The strategy, in theory, could nudge up JGB yields as it aims to overcome deflation. But in reality it doesn't mention any specifics regarding how to overcome deflation, so it's unlikely to affect the market, said Katsutoshi Inadome, a fixed-income strategist at Mitsubishi UFJ Securities in Tokyo.
The Democratic Party-led government, in power since September, has struggled to convince markets that it has the will and expertise to get public finances under control and fulfill campaign pledges to boost the economy's growth potential.
Doubts about Prime Minister Yukio Hatoyama's ability to act decisively on the economy and diplomacy have eroded support for this government to below 50 percent from initial highs above 70 percent and the growth blueprint aimed to dispel such concerns.
What we need the most now is to show the public a vision for Japan's future ... and a political leadership that can move forward policies toward that goal, the document said.
In contrast with earlier statements in which the government painted a gloomy picture of the economy to prod the central bank to do more to rev up growth, Finance Minister Fujii struck a more optimistic note after the growth plan's unveiling.
He said he was convinced the economy would grow next year and there was no threat of a double-dip recession. The economy will surely grow ... Consumption will expand and so will housing investment. Capital spending will recover through healthy exports, Fujii told a news conference.
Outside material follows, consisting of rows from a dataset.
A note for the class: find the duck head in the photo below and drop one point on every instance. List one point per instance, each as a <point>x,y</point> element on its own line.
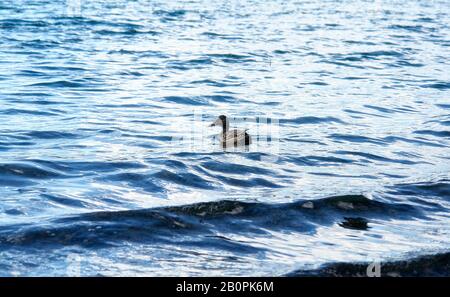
<point>221,121</point>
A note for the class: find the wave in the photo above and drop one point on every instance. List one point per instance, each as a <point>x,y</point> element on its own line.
<point>166,224</point>
<point>422,266</point>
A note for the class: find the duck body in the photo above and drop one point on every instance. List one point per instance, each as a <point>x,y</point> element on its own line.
<point>233,137</point>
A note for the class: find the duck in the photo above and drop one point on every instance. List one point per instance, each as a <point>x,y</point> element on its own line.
<point>233,137</point>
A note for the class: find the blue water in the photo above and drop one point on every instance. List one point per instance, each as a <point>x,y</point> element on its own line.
<point>93,181</point>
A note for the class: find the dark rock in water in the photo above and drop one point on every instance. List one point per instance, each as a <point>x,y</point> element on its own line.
<point>355,223</point>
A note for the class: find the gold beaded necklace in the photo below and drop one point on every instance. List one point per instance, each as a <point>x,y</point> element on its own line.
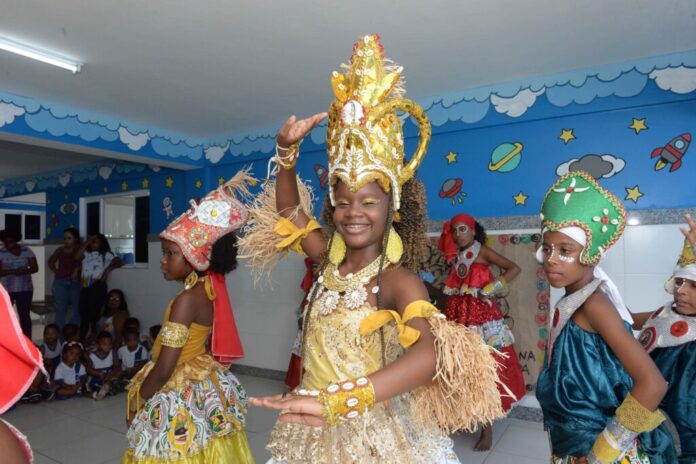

Japan's manufacturing survey for December appeared to support such optimism, showing export orders at their highest level since July 2004. Many economists, however, expect growth to be sluggish at best as companies continue to cut wages to slash cost and remain competitive against foreign rivals.
The blueprint included an aim to establish a Free Trade Area of the Asia-Pacific in 2020 and also contribute to a goal of doubling Asian incomes by 2020.
Hideyuki Ishiguro, a strategist at Okasan Securities, said: The overall vision isn't bad but I think the most important thing may be the emphasis on Asia. The companies that are really doing well have a lot of competitiveness there.